A 2017 report from The New School’s Center for New York City Affairs found that “child welfare involvement is rampant among families in shelters.” About a quarter of families in the shelter system had an open case with the city’s Administration for Children’s Services (ACS) during the period examined, and half of those families had children in foster care, the report said.

“This raises real privacy concerns and is likely to increase the shelter-to-ACS pipeline that harms families,” Nora McCarthy, director and co-founder of the New York City Family Policy Project, testified to councilmembers of the “unintended effects” the legislation could bring. “It also conflates involvement in shelter with mental health issues in a way that’s troubling.”

Quinn and other supporters of the bill, including General Welfare Committee Chair Diana Ayala, discussed potential changes to the wording of the legislation to make it clear that all on-site mental health services would be voluntary and to set strict privacy perimeters for families who choose to use them.

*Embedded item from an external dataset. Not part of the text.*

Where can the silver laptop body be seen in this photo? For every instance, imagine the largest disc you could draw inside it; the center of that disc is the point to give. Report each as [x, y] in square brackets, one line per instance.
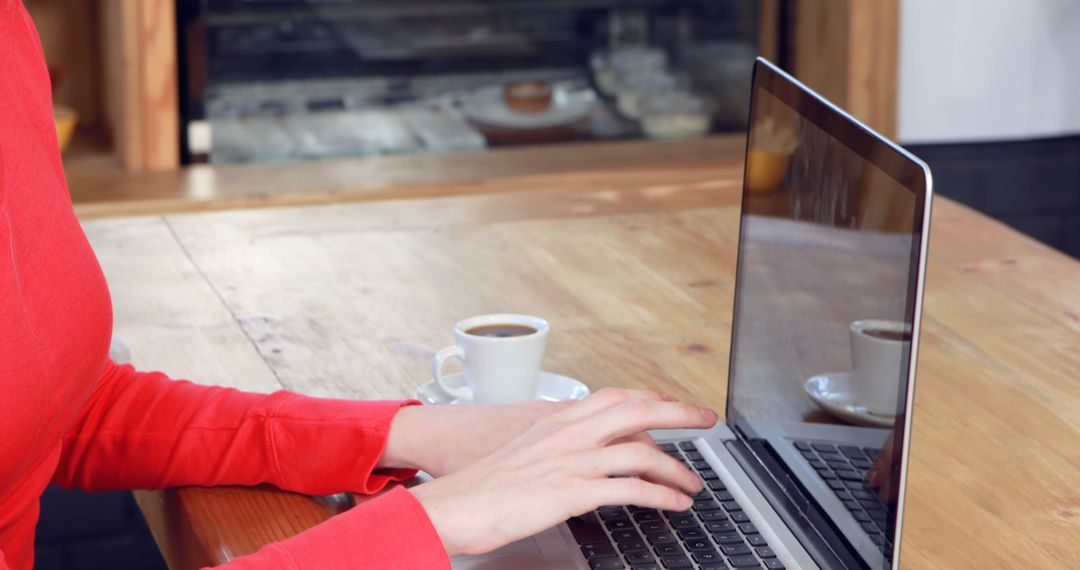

Deborah Berkman, coordinating attorney of the Shelter Advocacy Initiative at the New York Legal Assistance Group (NYLAG), said the organization supports the spirit of the bill, but would want to make sure the final version includes explicit protections prohibiting “the sharing of information between a mental health provider and the rest of the shelter staff and DHS.”

But other advocates argued the resources the legislation looks to provide, while well-intended, would be better used to shore up mental healthcare options for families in shelter outside the facilities they’re staying in. “We think a better option for the city is to fund dedicated lines for additional mental health support off site,” said Helen Strom, homeless and benefits director at the Urban Justice Center’s Safety Net Project.

“We’ve seen with many providers a tendency to pathologize and say that the cause of families’ issues is mental illness,” Strom added, “When we know that the primary drivers of family homelessness are eviction, unsafe housing conditions, overcrowding, domestic violence—not mental health.”